South Africa's fate was in Bevan's hands from the start. When the tournament organisers decided to delay the kick-off, they agreed that if it rained again before the start, the match would be postponed by 24 hours. But once the game was under way, the decision was Bevan's. After 10 minutes, the heavens opened once more; had he abandoned the contest, South Africa would have been the losers. No tries had been scored, so the Springboks would have gone out of the tournament because they have had more players than France sent off in the tournament.

Bevan allowed the match to continue, and it was played out in terrible conditions. "At times I thought we were playing on King's Beach and not King's Park," said Kitch Christie, the South African coach, afterwards. "We would have preferred lighter conditions," said Francois Pienaar, the South African captain, "but I don't care now."

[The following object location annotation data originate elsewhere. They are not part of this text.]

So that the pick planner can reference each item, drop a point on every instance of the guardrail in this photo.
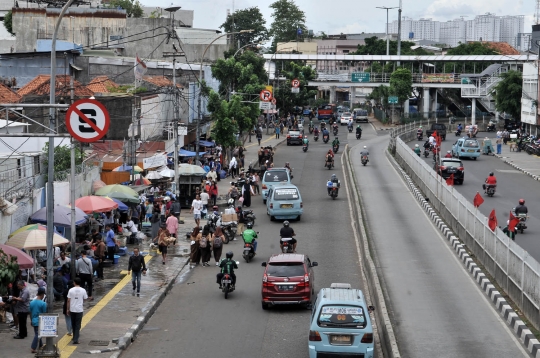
(512, 268)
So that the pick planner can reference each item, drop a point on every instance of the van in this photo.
(340, 325)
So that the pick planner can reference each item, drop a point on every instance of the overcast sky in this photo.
(354, 16)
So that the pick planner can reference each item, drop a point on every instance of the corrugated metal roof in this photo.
(437, 58)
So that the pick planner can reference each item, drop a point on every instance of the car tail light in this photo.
(314, 336)
(367, 338)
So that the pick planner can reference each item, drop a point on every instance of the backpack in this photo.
(203, 243)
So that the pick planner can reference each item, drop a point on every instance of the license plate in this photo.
(335, 339)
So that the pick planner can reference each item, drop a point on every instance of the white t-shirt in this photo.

Pierre Berbizier, the French coach, was gracious in defeat. "The conditions were the same for both sides," he said, endorsing all that Bevan had done, even in those final minutes when Abdel Benazzi charged forward, Marc Cecillon drove towards the South African line and no try was given. He had finished 12 inches short. "That was the difference between being in the final and not," said Pienaar. "But we still had a lot of work to do."

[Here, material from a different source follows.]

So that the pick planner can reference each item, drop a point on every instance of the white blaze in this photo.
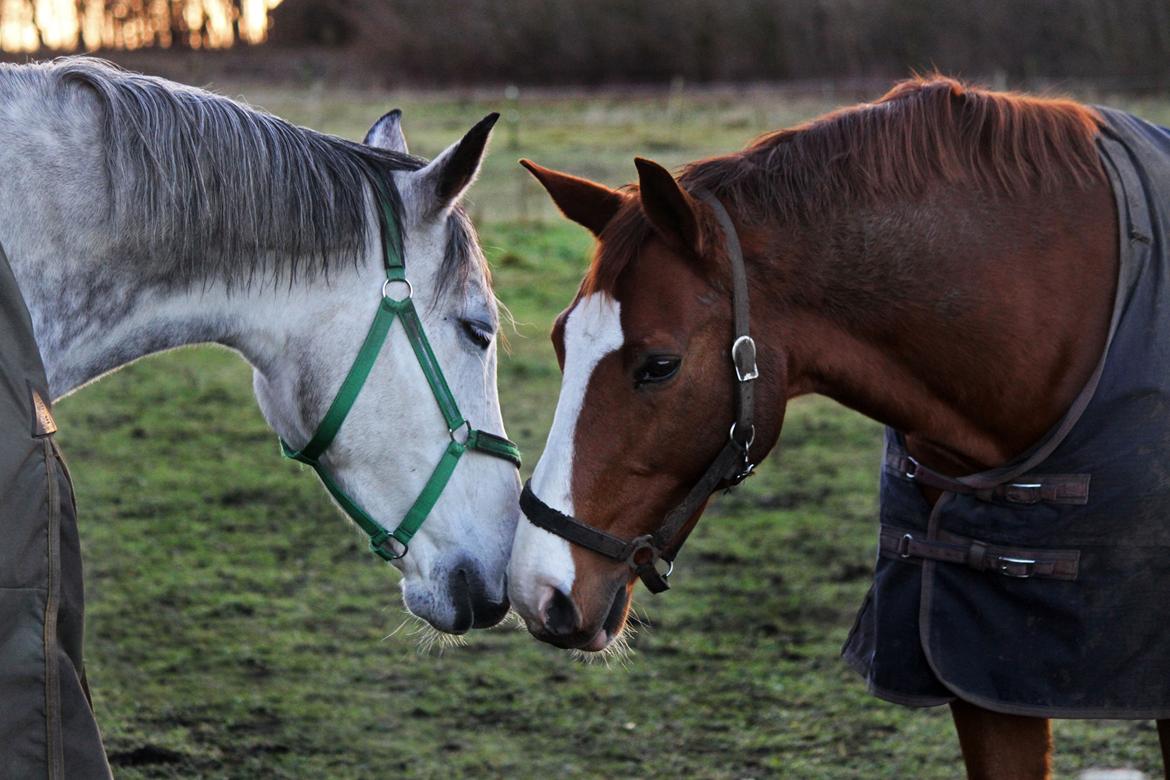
(592, 331)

Indeed they did. Three five- yard scrums were given, all of them collapsed, and Bevan chose not to penalise South Africa and thus award France the victory. The South African pack was indeed going backwards, but the French never got close enough to justify a penalty try.

"We had them," Pienaar said. "I felt that they went down." Soon after, it was the French World Cup camapign that had collapsed. And Derek Bevan's safe passage was asssured.